Journal of the Research Association of Powder Technology, Japan Volume 10, Issue 9

Relationship between Particle Hold-up and Velocities of Gas and Particles in a Vertical Pneumatic Conveying Line

Pneumatic conveying of mono-sized particles was previously analyzed with two models of uniform flow and annular flow. Those results are applied in this report to elucidate the relationship between particles hold-up and velocities of air and particles in a vertical line where mixtures of two different particles are transported. The relationship can be expressed with the same type of equation as the one obtained previously.
v_F=b_mix+m_mixεv_P/1-ε
The constants b_mix and m_mix are combination of the characteristic constants of both components multiplied with their weight fraction. This linearity was well satisfied with the experimental data of b_mix and m_mix.
The change of weight fraction in the line was predicted by the model fairly well but there was some deviation of its theoretical value from the actual one.
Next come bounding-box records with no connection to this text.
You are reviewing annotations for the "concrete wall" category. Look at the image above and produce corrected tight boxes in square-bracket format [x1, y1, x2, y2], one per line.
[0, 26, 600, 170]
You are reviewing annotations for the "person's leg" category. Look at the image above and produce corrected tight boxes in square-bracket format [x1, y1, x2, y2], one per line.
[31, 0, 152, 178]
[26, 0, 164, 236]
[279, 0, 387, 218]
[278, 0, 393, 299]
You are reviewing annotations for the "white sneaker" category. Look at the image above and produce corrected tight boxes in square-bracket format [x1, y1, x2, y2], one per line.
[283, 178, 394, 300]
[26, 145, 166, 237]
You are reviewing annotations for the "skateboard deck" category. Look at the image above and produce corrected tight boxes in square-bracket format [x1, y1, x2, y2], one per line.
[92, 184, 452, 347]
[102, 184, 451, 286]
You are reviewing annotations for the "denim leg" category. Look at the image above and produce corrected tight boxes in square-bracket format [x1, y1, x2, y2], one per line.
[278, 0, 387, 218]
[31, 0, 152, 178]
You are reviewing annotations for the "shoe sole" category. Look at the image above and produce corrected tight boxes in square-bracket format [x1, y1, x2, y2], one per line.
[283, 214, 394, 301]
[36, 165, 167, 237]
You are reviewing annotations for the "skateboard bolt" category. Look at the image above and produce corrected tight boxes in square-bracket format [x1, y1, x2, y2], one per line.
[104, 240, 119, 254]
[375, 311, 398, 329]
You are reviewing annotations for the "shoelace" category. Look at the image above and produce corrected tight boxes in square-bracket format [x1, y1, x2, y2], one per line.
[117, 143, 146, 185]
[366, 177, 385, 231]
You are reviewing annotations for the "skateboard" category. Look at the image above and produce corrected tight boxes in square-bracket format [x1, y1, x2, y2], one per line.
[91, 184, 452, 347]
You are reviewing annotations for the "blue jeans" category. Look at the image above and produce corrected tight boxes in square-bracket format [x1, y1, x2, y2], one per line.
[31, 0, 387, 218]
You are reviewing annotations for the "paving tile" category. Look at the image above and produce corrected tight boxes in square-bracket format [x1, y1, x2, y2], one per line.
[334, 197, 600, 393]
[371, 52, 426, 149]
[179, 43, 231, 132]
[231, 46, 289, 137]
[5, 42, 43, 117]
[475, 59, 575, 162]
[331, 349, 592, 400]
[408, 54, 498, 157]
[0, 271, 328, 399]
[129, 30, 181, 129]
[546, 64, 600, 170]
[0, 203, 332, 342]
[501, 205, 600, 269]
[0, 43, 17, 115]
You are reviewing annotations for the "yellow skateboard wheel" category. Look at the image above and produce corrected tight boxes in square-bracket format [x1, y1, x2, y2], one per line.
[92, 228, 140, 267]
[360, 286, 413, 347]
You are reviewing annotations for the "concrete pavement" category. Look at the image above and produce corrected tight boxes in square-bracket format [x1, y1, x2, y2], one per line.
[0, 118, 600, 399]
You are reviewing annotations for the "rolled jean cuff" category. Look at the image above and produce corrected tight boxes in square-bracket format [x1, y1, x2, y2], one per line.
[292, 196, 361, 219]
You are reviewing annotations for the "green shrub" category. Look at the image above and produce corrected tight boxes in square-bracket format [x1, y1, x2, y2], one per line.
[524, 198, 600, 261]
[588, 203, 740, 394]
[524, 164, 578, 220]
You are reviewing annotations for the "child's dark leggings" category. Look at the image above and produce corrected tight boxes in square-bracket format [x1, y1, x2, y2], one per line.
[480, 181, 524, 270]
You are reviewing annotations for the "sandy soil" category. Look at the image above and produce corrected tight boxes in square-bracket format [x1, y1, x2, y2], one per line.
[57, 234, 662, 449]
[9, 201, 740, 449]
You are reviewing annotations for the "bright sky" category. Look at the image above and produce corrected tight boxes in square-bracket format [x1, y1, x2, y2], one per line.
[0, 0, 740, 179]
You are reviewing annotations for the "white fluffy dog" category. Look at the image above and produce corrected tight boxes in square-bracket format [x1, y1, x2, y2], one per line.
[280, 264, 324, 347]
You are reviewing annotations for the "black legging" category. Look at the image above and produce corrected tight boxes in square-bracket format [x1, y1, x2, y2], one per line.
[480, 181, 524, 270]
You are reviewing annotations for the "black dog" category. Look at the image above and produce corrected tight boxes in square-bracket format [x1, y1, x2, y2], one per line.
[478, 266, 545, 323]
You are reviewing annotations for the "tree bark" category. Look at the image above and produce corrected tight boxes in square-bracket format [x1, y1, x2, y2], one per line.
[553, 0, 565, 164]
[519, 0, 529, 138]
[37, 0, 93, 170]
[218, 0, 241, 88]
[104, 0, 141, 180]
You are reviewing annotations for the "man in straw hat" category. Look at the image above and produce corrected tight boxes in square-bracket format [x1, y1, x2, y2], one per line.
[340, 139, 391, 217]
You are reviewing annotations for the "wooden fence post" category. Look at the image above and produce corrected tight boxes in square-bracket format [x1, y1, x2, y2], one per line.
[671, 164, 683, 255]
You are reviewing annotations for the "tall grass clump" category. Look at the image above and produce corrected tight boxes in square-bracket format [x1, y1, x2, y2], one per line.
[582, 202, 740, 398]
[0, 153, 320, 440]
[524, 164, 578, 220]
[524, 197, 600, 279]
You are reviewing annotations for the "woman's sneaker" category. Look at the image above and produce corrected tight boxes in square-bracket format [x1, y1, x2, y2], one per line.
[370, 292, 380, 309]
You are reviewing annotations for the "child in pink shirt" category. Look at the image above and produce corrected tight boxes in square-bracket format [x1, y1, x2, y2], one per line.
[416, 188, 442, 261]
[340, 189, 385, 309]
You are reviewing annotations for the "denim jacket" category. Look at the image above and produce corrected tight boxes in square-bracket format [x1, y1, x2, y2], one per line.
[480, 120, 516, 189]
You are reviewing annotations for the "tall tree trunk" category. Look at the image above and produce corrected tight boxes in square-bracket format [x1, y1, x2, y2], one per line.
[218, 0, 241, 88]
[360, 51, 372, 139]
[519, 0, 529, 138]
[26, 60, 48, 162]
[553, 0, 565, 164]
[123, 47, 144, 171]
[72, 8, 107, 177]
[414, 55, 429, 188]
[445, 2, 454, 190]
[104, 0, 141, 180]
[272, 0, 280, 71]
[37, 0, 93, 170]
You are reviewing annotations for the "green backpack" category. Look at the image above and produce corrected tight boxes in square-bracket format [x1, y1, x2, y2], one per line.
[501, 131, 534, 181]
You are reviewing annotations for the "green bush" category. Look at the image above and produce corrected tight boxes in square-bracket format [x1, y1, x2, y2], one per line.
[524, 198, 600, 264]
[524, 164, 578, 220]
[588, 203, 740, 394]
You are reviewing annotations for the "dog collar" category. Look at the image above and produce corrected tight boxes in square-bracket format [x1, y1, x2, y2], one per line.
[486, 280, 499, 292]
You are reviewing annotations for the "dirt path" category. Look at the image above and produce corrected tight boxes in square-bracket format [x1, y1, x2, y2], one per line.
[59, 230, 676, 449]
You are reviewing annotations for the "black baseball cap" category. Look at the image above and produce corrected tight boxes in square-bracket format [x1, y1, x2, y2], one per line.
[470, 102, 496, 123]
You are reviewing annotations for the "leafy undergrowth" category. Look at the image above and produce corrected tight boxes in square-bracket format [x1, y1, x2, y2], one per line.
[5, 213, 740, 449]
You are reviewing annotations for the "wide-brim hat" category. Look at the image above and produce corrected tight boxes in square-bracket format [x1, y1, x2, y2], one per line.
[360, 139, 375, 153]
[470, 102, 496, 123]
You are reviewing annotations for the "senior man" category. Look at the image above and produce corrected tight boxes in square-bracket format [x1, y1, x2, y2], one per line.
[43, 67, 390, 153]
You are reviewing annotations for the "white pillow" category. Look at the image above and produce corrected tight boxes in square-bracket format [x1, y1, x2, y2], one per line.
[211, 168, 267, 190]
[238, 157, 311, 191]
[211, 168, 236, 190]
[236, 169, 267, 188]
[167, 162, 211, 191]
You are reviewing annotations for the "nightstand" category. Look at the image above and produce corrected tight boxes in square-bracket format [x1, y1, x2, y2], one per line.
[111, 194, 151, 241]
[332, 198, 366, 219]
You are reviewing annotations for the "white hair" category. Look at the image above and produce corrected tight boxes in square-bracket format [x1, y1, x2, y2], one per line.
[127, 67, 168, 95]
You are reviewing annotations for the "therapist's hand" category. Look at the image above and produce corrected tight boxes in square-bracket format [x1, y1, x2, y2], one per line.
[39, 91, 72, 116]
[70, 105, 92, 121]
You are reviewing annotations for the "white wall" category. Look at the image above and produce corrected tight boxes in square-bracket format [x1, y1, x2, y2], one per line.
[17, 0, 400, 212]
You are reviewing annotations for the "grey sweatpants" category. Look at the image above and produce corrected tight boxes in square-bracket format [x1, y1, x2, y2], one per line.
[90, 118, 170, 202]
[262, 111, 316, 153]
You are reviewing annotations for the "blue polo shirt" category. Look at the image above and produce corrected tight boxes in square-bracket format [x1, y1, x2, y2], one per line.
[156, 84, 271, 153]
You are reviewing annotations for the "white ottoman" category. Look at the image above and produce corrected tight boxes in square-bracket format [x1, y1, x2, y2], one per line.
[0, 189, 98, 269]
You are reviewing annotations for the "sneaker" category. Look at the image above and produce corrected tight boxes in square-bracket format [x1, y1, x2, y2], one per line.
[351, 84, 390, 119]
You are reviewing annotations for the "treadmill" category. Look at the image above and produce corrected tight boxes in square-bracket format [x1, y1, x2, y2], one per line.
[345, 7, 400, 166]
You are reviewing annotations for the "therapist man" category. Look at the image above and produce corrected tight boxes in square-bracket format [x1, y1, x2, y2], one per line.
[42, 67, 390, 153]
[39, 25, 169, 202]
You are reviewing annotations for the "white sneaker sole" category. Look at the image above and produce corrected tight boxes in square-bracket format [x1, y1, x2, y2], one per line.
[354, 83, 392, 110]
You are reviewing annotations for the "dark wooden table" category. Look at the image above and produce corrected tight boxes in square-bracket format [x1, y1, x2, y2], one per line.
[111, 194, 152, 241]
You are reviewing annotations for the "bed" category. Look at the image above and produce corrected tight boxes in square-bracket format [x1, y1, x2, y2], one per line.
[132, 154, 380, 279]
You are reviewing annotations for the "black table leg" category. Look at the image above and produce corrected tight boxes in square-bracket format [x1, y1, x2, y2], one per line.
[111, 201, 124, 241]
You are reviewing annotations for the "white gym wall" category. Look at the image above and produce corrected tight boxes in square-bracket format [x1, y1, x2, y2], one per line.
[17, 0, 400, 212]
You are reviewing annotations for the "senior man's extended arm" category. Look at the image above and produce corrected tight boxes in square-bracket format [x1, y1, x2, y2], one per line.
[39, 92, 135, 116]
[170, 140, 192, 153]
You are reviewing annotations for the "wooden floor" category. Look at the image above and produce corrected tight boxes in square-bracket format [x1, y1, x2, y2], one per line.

High Density and Low Velocity Pneumatic Transportation of Powders and Granular Materials

High density and low velocity pneumatic transportation of granules, the conveying state of which is like the state of moving bed, has been obtained using both a reciprocating feeder and an orifice attached at the exit of the tube. In this experiment the maximum velocity of a particle was 7.5cm/sec. The authors have named “Rod-like flow” for this state of pneumatic transportation and have discussed the pressure drop of gas and the flow rate of granules at the steady state. It has been concluded that the pressure drop is approximately expressed by Ergun's equation using the porosity εmf at the minimum fluidization. It is shown that the formula which expresses the flow rate of granules can be related to the effective superficial gas velocity u*=u_f-u_mf (u_f: superficial gas velocity, u_mf: superficial minimum fluidizing gas velocity) and the opening of the orifice attached at the exit of the tube. The empirical equation of flow rate has been obtained as follows.
εu_p=α′{(D_e-2D_p)/D_p}ⁿ′(u*)ⁿ

Experimental Characteristic of a Blow-Tank Conveying System

In the blow-tank conveying system materials are charged and sealed up in the tank at the beginning of each transport cycle and then blown off into a conveying pipe by a high compressed air. By this system it is possible to transport the materials in high concentration over a long distance. In recent years the application of this system has been widely made in many fields of industory, but investigations into the performance characteristics are scarce with its practical importance.
This work is made to investigate into the effect of the following terms on the characteristics; tank inlet pressure; initial charging fraction of solids in the tank; length of conveying pipe and primary air fraction.
From the experimental study, the following results are obtained. The mass flow rate of solids is proportional to the initial charging fraction of solid in the tank and to the tank inlet pressure. The efficiency of transport of solids of a given mass flow rate is better when a large value of initial charging fraction and primary air fraction and a small value of tank inlet pressure are selected.